Many investors came into 2022 with their eyes wide open. Elevated equity valuations, waning policy support and higher interest rates suggested that it was probably time to start thinking about some strategy changes. Since then, geopolitical unrest has only confirmed the need to reassess expectations and asset allocations.
And when it comes to change, evidence suggests investor minds are open, too. As core equities and fixed income have struggled year-to-date, alternative mutual funds have recorded net inflows of more than $11.6 billion1. Also known as liquid alternatives, these funds often have characteristics similar to hedge funds but are public vehicles that can be traded easily. Many offer investors a higher degree of diversity and flexibility, such as the ability to take long and short views on specific assets, and have few or no ties to traditional benchmarks.

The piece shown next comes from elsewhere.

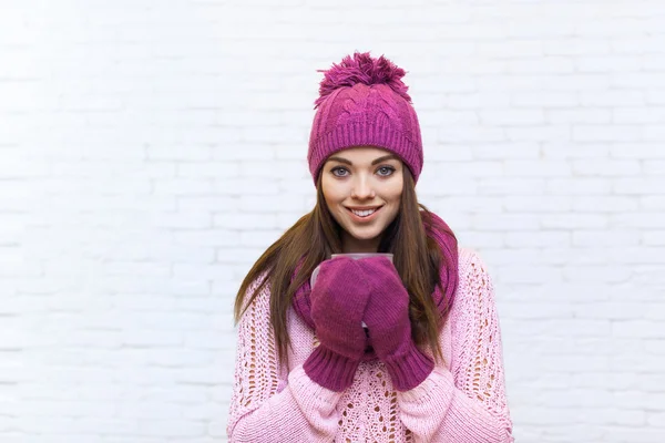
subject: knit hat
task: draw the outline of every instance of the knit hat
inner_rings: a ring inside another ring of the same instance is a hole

But despite the recent inflow, a review of 9,500 professionally managed portfolios using our proprietary GS PRISM™ portfolio analysis tool found that the average allocation held by financial advisors in recent years was just 3.8%. Moreover, the majority of advisors in 2021—62%—hold nearly no allocation (less than 1%)2.
We think there is a case to be made for increasing those allocations. The way we see it, liquid alternatives offer two potential advantages.
First, we believe they may reduce the effects of severe equity drawdowns.
Since 1990, during periods where the S&P 500 Index fell 15% or more from its peak, diversified liquid alternatives outperformed US large cap equities by between 13 and 47 percentage points (pp). Exposure to these assets during volatile market environments may help investors avoid emotional selling, maintain a long-term investment perspective, and participate in subsequent rebounds.